In specific tonal range, estimated the printingout quality of the photoconductor of I type/IV type that three kinds of different proportions are arranged in the CG layer.Under environmental baseline, photoconductor has been operated about 30000 printingouts.With the power of laser print head be fixed on 0.6 little Jiao/centimetre 2The energy level of static testing machine is different with printing machine, 0.7 little Jiao in the printing machine/centimetre 2Corresponding to 0.35 little Jiao in the static testing machine/centimetre 2Data among Fig. 1 and 2 obtain with the static testing machine, and the data among Fig. 3,4 and 5 obtain with printing machine.

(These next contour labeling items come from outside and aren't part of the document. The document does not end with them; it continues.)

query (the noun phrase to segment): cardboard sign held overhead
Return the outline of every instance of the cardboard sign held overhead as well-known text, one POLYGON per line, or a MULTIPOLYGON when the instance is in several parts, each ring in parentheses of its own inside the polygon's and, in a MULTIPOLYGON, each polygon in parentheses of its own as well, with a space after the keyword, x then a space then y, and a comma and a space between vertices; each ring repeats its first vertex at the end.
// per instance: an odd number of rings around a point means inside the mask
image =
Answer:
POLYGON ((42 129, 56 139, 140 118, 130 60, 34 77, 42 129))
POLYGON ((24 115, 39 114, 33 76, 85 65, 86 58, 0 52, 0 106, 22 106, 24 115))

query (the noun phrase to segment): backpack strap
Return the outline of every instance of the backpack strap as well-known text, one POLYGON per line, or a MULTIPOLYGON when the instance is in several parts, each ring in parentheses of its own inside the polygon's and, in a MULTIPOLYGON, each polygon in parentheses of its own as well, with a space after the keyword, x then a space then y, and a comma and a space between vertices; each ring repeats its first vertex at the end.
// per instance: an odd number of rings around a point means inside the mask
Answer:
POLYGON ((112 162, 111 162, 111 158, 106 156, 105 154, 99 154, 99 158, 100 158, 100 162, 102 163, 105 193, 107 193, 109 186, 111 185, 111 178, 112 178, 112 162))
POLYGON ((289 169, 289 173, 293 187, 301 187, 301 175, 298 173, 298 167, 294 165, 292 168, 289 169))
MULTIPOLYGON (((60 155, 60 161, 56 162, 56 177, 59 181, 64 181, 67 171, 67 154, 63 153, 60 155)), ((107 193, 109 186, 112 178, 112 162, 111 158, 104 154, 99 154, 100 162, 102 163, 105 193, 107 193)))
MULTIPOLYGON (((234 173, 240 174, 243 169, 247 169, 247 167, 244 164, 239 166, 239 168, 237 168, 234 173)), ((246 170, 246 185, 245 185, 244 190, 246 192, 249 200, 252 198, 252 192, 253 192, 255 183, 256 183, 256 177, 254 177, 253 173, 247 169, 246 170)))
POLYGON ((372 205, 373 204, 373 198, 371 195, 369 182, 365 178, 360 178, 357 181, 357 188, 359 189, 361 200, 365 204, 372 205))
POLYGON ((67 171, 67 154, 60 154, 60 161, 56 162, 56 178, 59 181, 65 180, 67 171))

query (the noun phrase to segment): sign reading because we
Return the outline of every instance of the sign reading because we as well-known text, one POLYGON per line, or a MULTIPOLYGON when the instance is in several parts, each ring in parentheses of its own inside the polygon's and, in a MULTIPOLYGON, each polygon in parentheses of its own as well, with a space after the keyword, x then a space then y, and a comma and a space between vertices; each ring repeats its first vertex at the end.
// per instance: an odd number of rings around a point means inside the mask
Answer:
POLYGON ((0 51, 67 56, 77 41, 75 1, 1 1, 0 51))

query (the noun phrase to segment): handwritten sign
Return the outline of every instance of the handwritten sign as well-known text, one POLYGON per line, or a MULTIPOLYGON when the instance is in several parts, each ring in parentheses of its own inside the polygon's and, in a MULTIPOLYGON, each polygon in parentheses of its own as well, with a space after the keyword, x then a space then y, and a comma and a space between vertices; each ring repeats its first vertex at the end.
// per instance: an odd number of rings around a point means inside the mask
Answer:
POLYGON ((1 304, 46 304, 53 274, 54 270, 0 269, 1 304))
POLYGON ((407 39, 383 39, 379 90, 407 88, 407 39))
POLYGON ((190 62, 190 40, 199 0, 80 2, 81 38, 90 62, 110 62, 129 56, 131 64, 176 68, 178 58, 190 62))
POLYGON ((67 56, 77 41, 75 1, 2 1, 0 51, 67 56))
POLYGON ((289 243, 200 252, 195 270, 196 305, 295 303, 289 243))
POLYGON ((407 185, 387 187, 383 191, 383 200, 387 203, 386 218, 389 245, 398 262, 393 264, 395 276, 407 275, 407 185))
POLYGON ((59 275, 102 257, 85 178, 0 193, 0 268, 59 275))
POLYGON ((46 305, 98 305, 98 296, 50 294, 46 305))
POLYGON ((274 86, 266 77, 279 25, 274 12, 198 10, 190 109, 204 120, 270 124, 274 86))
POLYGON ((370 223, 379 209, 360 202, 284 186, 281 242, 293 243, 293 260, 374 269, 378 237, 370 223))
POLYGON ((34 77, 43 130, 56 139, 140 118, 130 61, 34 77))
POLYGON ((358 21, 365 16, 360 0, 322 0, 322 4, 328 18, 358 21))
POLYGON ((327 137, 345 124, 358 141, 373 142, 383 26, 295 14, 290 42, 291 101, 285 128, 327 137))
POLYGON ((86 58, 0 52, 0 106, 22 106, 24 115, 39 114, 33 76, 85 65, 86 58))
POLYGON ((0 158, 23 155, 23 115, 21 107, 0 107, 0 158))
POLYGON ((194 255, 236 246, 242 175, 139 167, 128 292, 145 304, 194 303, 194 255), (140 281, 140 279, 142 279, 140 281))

In this case, right, with the naked eye estimated tonal range with the printingout that comprises 127 gray levels.At one end use " white background is black " case (BOW) to define gray scale, it is the brightest grey level's (i.e. blackspot on white background).On the contrary, define gray scale at the other end with " white with black " case (WOB), it is the darkest discerned grey level (being the hickie on the black background).Under the situation of the WOB of gray scale side, the black diagonal line by ash bin as a reference: in case diagonal line no longer can with the difference of grey background, just reach the WOB limit.Just as shown in table 2, when I type content increased, tonal range improved.
Table 2
I type/IV type ratio The 100%IV type 50%I type 50%IV type 33%I type 67%IV type
WOB 15 4 11
BOW 127 127 127
The other factor for example tired and to end-of-life change with before potpourri and independent IV type do not have marked difference.About other printingout mass propertys, for example the optical density and the I type content difference of " complete black " page or leaf are seldom irrelevant; Fortunately, along with I type quantity increases, it is brighter can not become.For all dispersion liquids, background level is identical.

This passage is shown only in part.